Al di là della valenza simbolica di ingordigia e di marciume, e della funzione di contribuire al castigo delle anime, questi vermi possiamo immaginarli come parassiti, o agenti saprofagi, dell'ipotetico essere vivente che costituisce il terzo cerchio dell'Inferno, o ancora, di quella parte del sistema inferno che ha assunto la consistenza organica in relazione al peccato che viene punito al suo interno. Il terzo cerchio ospita anche una nuova varietà di non morti, gli Schiavi della gola (Gluttony Minions), e le anime che incontriamo sono l'immancabile Ciacco, che dà anche il nome alla traccia della soundtrack "Ciacco the Pig", e Clodia, la Lesbia catulliana, assente nel poema, della quale, nel glossario del gioco, viene detto che lasciava dietro di sé una lunga scia di marciume (ah Cicerone, questo ti avrebbe fatto divertire!).
La parte che mi piace di più sono però le teste coniche, un elemento "paesaggistico" presente anche nei concept di Barlowe, privo di particolare funzione se non contenere una Clodia e un'altra delle fontane. Anche queste teste, dotate di occhi e fattezze scheletriche emergenti dagli strati di carne rancida, sono dotate di grandi bocche umane.
Alla fine del percorso, che tolta la boss fight e la peculiare sezione finale di cui sto per parlarvi, è decisamente corto -per mio sommo dispiacere- attraversiamo un portale curioso, inserito in una cornice argentata elegante. Dante giunge in un luogo completamente diverso, una sorta di cella di mattoni dove l'atmosfera è permeata di luce bianca. È la Sala dei Golosi (Hall of Gluttons) dove si trovano i golosi di più alto rango -invenzione del gioco e naturalmente difforme rispetto al concetto di assoluta uguaglianza dei dannati-, la cui punizione specifica è di essere divorati da..questa simpatica canaglia.
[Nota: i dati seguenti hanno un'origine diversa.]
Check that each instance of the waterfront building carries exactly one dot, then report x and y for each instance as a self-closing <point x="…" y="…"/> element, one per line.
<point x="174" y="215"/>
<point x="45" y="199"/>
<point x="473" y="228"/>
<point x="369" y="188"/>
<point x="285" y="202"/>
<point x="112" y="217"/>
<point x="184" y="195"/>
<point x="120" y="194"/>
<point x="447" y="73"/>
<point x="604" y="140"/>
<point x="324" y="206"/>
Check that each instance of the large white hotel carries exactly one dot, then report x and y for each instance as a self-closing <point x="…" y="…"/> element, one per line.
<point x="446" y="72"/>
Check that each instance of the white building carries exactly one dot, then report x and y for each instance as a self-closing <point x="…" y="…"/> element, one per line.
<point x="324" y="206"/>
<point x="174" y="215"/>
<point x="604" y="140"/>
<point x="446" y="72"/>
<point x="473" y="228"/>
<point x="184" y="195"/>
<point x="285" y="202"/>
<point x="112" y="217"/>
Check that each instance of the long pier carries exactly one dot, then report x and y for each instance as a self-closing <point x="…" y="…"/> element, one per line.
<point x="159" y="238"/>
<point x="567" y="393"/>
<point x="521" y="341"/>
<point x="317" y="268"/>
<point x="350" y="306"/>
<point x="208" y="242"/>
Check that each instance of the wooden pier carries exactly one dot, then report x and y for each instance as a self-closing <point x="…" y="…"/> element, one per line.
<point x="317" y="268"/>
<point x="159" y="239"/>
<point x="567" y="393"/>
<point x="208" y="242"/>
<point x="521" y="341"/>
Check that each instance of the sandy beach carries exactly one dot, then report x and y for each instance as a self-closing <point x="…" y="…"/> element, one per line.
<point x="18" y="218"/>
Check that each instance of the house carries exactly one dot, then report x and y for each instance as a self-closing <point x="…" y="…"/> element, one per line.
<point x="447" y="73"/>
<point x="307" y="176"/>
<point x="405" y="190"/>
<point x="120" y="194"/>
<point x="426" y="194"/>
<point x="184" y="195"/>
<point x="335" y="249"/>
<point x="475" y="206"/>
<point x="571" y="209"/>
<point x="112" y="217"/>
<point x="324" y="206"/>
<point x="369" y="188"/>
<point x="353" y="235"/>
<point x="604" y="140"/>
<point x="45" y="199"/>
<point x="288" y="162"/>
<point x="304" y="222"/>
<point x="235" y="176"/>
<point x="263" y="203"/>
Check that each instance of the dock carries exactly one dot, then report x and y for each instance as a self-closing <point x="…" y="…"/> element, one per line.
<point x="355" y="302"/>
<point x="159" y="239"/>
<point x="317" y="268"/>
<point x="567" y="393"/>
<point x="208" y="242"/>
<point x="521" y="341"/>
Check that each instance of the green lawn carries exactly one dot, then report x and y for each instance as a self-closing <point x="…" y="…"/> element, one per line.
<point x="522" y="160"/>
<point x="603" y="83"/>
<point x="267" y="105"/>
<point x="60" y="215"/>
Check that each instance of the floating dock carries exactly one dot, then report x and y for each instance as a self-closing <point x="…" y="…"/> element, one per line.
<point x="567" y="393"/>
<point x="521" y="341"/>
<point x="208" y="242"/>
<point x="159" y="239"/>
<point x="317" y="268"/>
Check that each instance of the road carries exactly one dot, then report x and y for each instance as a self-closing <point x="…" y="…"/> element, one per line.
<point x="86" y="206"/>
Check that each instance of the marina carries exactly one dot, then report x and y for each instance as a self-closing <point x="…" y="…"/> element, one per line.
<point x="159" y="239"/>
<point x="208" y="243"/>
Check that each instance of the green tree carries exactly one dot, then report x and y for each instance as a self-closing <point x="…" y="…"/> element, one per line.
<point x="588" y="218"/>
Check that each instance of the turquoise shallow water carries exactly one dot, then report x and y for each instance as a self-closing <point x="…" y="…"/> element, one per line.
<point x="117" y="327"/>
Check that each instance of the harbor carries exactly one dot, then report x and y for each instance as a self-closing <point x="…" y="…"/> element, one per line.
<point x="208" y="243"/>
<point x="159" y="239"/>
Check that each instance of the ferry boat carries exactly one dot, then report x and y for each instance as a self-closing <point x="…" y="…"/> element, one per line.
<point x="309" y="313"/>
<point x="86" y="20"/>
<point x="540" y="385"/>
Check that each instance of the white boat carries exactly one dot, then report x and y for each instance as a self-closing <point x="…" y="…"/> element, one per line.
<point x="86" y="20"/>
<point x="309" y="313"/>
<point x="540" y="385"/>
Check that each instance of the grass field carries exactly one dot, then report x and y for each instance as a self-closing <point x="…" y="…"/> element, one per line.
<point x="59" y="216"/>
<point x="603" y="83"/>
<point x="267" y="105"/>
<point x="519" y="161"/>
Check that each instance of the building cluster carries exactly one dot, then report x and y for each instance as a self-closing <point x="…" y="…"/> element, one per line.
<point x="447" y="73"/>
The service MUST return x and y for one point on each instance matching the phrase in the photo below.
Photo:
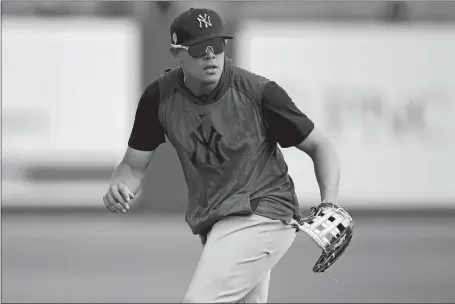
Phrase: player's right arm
(146, 135)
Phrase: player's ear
(175, 52)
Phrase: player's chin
(210, 77)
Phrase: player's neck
(199, 88)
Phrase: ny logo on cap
(205, 20)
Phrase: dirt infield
(103, 257)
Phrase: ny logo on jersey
(205, 20)
(211, 146)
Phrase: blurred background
(377, 77)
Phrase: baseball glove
(331, 228)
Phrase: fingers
(125, 193)
(113, 202)
(115, 191)
(108, 205)
(117, 198)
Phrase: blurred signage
(383, 93)
(70, 86)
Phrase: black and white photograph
(227, 151)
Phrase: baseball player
(225, 124)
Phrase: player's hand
(117, 198)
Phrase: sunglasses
(198, 50)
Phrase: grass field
(102, 257)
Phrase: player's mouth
(211, 68)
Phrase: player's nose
(209, 53)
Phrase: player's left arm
(326, 164)
(289, 127)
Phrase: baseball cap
(196, 25)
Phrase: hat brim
(206, 37)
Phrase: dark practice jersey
(226, 143)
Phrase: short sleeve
(147, 133)
(285, 123)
 I Ghiottoni, certo tra i nemici più rappresentativi del gioco, anime così pregne del loro peccato da aver perso qualunque sembianza di umanità e trascorrere l'eternità come strumento di punizione per le altre anime. Sono obesi, con una testa più animalesca che umana, due piccole teste ai lati -che invece sono più umane, e che forse sono un riferimento a Cerbero- e due bocche al posto delle mani. Il cibo passa attraverso sia queste che quella centrale, dalla quale, pure, torna indietro, come attacco a base di vomito da non ignorare. Sono estremamente lenti, anche come tempi di reazione, ma quando rincorrono Dante per mangiarlo, non sono affatto piacevoli. Sono tra i nemici che è possibile assolvere o condannare, e in quest'ultimo caso, Dante esegue una delle manovre più brutali, ficcando loro la falce in bocca e tirandola fuori tagliando il grasso ventre dal basso verso l'alto.

Concept art.
Due ghiottoni che divorano dannati.




In questa sala Dante incontra l'ombra di Lucifero, che gli rivela un'altra parte del puzzle, la morte di Beatrice e di Alighiero: a ucciderli -interrompendo un probabile tentativo di stupro da parte del futuro suocero- è stato un soldato arabo, lo stesso che ha pugnalato Dante all'inizio del gioco. Si tratta del fratello della schiava che si è concessa a Dante in cambio della libertà di entrambi, e dopo aver ucciso Beatrice egli dichiara, nella visione, «Non era mia sorella. Era mia moglie».
Dante, con questo nuovo rimorso, dovrà uscire dalla dimensione della Sala dei Golosi, un luogo à la Carroll dove sopra significa da qualunque parte, simile a uno scenario onirico o assurdo dove passare attraverso degli specchi permette di muoversi su pareti disposte in vari sensi rispetto alle altre.
Quando Dante riesce anche a fare questo, inizia una nuova discesa. Le pareti hanno ancora un aspetto organico e sono piene di trappole di fuoco. Infine, cambiano di nuovo, portandolo in un abisso di pietra nella quale scorrono vene d'oro.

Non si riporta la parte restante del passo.